但所有人都听得相当入神的时候。
搀扶著陈信老爷子的雷生,此刻却脸色惨白。
他艰难的抬头看了一眼不远处的父亲雷敬。
此刻的雷敬也是满脸震惊。
雷敬和陈信不是一个年代的,至少要比他小二十来岁,他没有经歷过那些事情。
自然也不知道这里面的蹊蹺。
雷敬和雷生对视了一眼,仿佛互相传达了什么信息。
雷敬微微点了点头,作势离开。
看到这一幕。
一旁不远处的霍红也是连忙想跟著雷敬出去。
毕竟霍红下意识里。
雷敬就是她的救命稻草。
但雷敬只是冷冷的看了一眼霍红。
眼神里的意思很明显。
霍红楞在了原地,看著雷敬离开,隨后双腿有些颤抖的靠在了墙边。
同时。
陈信勉强擦了擦眼泪。
回忆如同闸门开启,汹涌澎湃。
他的目光聚焦在宋寒脸上,带著穿越时空的慈爱和深深的痛楚:
“你爷爷。

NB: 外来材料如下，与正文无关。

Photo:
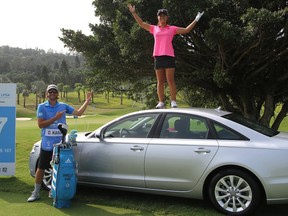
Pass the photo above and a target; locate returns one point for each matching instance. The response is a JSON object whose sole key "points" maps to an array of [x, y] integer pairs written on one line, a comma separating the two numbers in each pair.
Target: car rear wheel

。。他就是那样的人。战场上,炮弹飞过来,他第一个想到的是把旁边的新兵蛋子扑倒。”
“缴获一个罐头,自己捨不得吃一口,全分给伤员。”
“行军路上,谁的脚磨破了,他二话不说就把人背起来。”
“他是我见过最硬气。也最心善的汉子!没有他,我陈狗蛋早就烂在哪个山沟沟里了,哪还有今天?”
这里陈信称呼自己,只用了陈狗蛋这三个字。
仿佛是回到了当年的年代。
陈信的身体剧烈地颤抖著,巨大的悲伤和喜悦交织,几乎要將他单薄衰老的身躯撕裂:
“建国了。。。我们都以为能过安生日子了。可是偏偏部队整编,班长被调去了南方,我留在了北方。”
“最后我们就在火车站匆匆见了一面。他塞给我半块烙饼,拍著我的肩膀说:『狗蛋,好好干!替咱那些没看到今天的好日子的兄弟们,把国家守好!”
“火车开了,他就那么站在车门边,冲我挥手。。。那是我最后一次见他。”
老人泣不成声,积攒了半个多世纪的思念和遗憾在这一刻彻底爆发。